The crowd applauded. They also had some questions.
Would the Conservatives keep the handgun registry? Yes. What would happen to the names now held in the gun registry database? Tweed did not know but he said it would have to be destroyed and privacy rights protected.
It was another night in a relentless Conservative campaign drive to cash in on rural frustration over the registry.
Last week, Conservative leader Stephen Harper said the party would kill it. At a farm in agriculture minister Bob Speller’s southern Ontario riding June 4, he said the Liberal decision to impose the registry shows they do not understand rural Canada.
In southern rural Manitoba last week, Conservative candidates played the card consistently.
“The gun registry is a clear illustration of the different philosophies of the two political parties,” Brian Pallister told a lunch hour meeting in his Portage-Lisgar riding June 2. “If we are elected, it will be gone.”
The two dozen who showed up, many of them farmers, nodded their approval.
“It’s a huge issue here,” said Provencher Conservative Vic Toews. “I hear about it all the time and it is a vote-determining issue.
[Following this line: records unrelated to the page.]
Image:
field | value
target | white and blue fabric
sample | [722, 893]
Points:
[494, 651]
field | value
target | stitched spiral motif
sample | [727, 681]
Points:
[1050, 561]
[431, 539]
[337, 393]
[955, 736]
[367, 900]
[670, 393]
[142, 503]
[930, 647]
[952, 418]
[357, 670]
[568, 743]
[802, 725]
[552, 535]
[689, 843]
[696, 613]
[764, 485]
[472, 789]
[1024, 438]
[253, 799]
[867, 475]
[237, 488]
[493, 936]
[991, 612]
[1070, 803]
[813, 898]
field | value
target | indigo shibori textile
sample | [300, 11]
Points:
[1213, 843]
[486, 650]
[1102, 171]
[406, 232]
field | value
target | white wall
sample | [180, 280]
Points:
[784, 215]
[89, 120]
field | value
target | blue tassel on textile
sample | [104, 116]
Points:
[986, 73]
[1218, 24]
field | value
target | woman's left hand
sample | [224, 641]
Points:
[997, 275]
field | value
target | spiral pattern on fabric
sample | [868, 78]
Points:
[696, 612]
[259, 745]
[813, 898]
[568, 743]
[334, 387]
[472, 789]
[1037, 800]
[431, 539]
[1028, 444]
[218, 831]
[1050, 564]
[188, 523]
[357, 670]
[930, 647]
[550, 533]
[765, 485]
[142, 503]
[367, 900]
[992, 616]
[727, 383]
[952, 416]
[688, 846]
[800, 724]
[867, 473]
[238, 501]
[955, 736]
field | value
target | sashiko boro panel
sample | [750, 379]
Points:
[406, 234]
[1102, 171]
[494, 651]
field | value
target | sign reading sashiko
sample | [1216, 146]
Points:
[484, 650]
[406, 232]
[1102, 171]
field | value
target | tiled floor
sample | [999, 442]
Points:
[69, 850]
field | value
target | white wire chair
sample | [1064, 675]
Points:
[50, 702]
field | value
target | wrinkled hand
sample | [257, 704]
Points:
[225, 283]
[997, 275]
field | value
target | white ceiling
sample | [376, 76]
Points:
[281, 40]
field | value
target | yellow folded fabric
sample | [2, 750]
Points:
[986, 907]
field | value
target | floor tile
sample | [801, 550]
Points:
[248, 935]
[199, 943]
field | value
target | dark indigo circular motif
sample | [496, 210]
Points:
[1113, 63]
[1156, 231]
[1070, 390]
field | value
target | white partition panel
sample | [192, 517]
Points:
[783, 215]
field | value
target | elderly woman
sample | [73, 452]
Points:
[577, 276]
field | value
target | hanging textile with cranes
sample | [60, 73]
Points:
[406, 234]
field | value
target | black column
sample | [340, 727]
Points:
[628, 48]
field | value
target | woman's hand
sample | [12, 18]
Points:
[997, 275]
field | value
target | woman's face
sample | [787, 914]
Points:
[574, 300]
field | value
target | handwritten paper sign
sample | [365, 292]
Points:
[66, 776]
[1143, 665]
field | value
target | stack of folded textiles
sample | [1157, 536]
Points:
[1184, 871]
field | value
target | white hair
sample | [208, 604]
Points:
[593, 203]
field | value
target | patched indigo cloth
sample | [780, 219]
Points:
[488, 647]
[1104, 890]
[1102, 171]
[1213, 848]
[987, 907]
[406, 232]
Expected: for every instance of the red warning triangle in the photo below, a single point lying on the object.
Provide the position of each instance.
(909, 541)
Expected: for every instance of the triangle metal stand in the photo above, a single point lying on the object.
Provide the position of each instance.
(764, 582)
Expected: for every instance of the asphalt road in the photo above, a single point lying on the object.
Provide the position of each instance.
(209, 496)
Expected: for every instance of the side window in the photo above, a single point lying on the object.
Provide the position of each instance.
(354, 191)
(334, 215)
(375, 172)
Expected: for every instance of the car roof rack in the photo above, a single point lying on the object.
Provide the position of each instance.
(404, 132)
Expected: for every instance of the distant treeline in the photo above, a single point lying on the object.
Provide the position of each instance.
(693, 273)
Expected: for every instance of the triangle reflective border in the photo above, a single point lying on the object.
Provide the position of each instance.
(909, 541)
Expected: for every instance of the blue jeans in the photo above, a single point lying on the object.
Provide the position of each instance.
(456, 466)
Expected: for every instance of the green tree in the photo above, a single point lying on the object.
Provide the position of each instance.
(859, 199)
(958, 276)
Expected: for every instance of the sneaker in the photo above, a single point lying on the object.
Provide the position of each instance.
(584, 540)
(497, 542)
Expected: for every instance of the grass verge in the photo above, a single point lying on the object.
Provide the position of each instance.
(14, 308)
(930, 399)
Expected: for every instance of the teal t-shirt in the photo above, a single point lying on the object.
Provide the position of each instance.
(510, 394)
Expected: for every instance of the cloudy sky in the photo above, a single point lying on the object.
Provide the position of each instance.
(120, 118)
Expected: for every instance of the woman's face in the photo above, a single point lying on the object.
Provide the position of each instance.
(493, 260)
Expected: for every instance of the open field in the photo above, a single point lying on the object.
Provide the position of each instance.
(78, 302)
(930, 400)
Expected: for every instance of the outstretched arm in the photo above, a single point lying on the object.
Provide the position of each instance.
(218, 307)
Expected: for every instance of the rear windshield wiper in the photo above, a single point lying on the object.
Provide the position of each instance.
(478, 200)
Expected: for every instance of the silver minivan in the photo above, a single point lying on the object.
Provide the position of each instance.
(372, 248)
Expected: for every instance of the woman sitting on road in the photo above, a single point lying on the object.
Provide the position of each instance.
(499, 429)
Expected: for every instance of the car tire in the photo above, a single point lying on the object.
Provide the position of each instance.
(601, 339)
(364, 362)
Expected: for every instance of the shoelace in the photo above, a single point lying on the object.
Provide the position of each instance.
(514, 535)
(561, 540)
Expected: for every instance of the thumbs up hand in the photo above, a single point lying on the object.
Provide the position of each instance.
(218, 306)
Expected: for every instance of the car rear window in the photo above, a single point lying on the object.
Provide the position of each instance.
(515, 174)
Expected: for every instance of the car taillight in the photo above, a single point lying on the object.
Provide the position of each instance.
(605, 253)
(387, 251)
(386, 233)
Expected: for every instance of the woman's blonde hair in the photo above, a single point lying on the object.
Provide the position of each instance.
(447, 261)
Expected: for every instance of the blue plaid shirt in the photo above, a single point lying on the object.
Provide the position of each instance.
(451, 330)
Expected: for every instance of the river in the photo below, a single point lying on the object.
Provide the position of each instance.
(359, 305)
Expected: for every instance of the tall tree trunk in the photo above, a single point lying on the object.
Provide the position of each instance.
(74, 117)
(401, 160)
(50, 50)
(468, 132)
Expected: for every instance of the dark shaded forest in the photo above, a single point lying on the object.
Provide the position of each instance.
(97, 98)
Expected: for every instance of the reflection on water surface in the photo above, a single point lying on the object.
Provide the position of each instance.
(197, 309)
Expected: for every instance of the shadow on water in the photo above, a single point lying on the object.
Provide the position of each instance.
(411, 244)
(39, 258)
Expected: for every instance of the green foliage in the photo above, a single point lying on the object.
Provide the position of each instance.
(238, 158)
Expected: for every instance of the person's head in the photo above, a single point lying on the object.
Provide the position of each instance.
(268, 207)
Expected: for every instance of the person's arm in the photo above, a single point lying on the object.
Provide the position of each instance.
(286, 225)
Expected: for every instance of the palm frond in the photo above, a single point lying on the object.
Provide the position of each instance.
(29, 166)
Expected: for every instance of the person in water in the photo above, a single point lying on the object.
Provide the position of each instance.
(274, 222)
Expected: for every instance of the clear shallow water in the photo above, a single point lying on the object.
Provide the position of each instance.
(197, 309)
Don’t forget (former Liberal MP) David Iftody voted against it and it still defeated him in 2000.”
All this leaves the Liberal candidates scrambling.
Federal ministers tried to deal with the criticism by announcing election-eve reforms, including an end to registration charges and a commitment to limit annual costs to $25 million after this year.
The announcement had little apparent impact on the opponents and many rural Liberal candidates try to fend off criticism by saying they too oppose it and will work for further changes.
“Quite frankly, I’m somewhat disappointed in the announcement but I tell voters it is a first step and I will push from inside to take bolder steps,” said Provencher Liberal candidate Peter Epp.
Next door in Portage-Lisgar, former pulse grower leader and now Liberal candidate Don Kuhl said it is one of the top issues and he promises to try to change the Ottawa mindset.
In Brandon, Liberal and farmer Murray Downing said it is an issue he has to confront.
“The Liberal stance is that the gun registry is here to stay and quite frankly, my personal view on it is irrelevant,” he said. “What I tell people is that if they want me to carry a message to Ottawa about the registry, tell me the message and I’ll carry it.”